Die EU-Kommission wird die österreichischen Budgetpläne für das kommende Jahr im November bewerten. Laut einer Wifo-Berechnung könnte dabei eine Nachbesserung von bis zu 3,3 Mrd. Euro verlangt werden. Bundeskanzler Werner Faymann (SPÖ) hatte am Dienstag erklärt, er sehe die Steuerreform durch drohende Nachschärfungen beim Budget 2015 nicht gefährdet. Angesichts der schwachen Konjunktur sei es wichtig, “jeden Spielraum für Investition” zu nutzen, sagte Faymann am Dienstag nach dem Ministerrat.

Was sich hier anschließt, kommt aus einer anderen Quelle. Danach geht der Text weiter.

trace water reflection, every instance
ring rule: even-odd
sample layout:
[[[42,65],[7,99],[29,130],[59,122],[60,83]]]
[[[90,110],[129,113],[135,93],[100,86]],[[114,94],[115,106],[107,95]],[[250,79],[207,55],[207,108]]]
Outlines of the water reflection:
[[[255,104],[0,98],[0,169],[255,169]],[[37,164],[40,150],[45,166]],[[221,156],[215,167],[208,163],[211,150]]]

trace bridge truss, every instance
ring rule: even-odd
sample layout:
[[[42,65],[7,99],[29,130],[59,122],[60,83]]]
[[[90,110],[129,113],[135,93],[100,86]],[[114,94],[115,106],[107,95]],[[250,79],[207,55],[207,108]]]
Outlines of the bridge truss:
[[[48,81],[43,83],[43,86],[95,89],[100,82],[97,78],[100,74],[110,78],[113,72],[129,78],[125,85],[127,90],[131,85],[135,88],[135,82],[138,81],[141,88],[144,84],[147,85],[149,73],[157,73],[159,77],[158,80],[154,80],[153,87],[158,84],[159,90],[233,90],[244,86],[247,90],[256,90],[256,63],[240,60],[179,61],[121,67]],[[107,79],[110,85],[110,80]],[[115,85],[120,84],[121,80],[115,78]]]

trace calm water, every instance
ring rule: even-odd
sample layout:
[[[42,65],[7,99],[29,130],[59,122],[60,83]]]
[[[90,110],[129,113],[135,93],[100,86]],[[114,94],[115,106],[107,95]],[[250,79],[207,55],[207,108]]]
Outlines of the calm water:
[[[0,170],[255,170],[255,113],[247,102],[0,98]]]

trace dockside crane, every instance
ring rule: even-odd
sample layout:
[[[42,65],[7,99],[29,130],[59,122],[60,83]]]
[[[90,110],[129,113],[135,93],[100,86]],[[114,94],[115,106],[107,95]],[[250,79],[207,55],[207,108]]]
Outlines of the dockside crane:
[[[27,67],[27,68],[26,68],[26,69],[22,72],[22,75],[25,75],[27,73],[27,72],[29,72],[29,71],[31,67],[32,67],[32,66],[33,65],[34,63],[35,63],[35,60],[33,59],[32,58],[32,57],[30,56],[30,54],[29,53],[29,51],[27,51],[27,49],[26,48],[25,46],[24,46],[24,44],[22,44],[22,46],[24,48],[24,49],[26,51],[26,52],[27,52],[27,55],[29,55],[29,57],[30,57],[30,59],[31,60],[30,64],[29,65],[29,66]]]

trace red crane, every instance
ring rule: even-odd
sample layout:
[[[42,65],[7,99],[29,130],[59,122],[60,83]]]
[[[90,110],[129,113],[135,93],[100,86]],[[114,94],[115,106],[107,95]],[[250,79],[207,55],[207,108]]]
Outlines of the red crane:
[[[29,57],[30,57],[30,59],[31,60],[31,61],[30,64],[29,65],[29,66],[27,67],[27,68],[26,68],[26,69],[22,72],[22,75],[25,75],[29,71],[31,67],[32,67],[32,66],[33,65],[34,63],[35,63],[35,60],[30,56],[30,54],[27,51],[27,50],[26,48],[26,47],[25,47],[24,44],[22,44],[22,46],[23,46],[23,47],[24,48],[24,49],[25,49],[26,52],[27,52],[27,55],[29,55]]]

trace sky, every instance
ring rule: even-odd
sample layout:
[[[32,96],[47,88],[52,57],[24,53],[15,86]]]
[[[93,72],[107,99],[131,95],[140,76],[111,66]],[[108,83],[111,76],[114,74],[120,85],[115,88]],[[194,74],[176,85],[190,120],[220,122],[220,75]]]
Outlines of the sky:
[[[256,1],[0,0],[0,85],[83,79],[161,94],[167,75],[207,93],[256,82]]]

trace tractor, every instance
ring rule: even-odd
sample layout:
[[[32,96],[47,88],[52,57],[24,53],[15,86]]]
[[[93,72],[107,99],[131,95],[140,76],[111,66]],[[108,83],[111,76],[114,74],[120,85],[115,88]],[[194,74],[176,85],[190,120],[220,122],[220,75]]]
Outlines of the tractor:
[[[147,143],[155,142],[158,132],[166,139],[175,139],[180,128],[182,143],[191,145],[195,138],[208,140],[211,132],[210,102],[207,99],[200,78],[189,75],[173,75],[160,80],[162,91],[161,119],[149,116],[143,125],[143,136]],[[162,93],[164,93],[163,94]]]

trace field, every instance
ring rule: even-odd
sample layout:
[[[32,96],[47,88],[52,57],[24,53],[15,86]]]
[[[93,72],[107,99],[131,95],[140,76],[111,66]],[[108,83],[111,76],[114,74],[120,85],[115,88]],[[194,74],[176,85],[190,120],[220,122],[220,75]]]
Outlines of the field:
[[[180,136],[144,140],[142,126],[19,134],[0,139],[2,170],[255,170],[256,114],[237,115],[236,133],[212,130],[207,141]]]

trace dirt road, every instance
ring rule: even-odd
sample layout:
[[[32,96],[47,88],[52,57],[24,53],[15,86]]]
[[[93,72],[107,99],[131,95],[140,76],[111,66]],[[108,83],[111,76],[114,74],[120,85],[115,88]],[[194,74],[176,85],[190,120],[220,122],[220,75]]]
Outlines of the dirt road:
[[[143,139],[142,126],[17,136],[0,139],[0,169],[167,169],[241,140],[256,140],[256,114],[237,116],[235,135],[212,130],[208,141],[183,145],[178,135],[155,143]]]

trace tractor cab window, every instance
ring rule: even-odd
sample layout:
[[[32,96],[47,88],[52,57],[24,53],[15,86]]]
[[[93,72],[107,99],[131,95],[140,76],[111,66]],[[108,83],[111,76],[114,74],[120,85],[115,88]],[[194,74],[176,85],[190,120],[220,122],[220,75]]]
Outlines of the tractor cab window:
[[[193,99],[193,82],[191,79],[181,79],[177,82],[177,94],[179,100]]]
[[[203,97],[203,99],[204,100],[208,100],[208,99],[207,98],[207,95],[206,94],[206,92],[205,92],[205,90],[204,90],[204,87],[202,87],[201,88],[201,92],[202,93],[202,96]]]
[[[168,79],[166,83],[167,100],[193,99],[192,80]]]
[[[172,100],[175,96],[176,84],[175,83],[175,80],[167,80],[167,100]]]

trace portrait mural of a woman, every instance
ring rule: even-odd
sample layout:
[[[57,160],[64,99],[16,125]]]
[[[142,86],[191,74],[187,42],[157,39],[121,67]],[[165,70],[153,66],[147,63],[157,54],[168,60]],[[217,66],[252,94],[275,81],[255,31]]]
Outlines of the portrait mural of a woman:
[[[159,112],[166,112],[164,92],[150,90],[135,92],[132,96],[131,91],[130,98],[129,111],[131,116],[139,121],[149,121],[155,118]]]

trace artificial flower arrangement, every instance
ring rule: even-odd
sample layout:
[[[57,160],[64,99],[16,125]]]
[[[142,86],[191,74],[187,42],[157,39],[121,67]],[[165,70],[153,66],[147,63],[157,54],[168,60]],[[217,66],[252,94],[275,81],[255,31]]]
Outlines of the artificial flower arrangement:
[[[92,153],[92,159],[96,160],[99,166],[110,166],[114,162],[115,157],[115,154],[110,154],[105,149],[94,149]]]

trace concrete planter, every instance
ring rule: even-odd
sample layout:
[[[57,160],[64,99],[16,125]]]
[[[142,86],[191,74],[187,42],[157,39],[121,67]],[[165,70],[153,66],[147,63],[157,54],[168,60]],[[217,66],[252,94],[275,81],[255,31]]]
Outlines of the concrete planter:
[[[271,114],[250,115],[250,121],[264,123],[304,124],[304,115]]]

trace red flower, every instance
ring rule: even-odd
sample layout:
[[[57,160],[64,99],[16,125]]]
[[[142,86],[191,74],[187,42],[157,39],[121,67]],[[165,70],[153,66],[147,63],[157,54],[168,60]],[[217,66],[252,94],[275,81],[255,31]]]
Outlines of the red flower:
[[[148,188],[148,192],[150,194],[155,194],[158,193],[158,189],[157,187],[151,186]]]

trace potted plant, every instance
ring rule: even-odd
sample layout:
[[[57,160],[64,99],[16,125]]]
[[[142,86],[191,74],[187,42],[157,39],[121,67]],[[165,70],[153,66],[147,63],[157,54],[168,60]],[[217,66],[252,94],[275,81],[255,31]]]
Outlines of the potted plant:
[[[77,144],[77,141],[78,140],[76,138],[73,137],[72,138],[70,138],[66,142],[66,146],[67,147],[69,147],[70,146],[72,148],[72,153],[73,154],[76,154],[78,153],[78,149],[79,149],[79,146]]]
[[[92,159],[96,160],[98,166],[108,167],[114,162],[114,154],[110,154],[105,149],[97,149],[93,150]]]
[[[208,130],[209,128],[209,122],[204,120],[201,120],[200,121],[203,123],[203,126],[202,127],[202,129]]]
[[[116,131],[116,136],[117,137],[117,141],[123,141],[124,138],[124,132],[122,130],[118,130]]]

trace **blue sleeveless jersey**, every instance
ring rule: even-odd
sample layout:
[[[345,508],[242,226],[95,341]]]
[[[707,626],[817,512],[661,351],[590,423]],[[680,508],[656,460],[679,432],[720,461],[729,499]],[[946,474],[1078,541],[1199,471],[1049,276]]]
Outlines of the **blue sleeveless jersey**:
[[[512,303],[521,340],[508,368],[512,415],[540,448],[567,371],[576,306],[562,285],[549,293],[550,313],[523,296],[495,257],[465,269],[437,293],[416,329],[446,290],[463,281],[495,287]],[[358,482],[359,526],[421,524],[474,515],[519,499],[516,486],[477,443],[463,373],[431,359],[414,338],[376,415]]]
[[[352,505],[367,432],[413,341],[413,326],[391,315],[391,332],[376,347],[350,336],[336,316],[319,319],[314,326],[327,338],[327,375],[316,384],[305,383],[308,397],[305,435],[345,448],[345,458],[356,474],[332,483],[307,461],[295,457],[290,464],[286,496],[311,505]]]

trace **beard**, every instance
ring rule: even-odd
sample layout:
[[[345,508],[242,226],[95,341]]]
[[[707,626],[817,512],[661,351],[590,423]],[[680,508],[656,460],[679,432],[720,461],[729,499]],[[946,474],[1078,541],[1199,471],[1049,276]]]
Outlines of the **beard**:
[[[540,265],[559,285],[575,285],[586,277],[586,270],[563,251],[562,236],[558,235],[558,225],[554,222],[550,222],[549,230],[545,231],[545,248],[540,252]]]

Und die Stärkung der Kaufkraft durch eine Steuerreform sei “ein Teil der Maßnahmen gegen die Krise”.

Sowohl eine Konsultation Frankreichs als auch Italiens wäre nicht überraschend: Frankreichs Haushaltsplan sieht trotz Einsparungen ein Defizit von 4,3 Prozent des Bruttoinlandsprodukts im kommenden Jahr vor – das liegt deutlich über der EU-Obergrenze von drei Prozent. Brüssel könnte außerdem Italiens geplante Strukturreformen als unzureichend einstufen.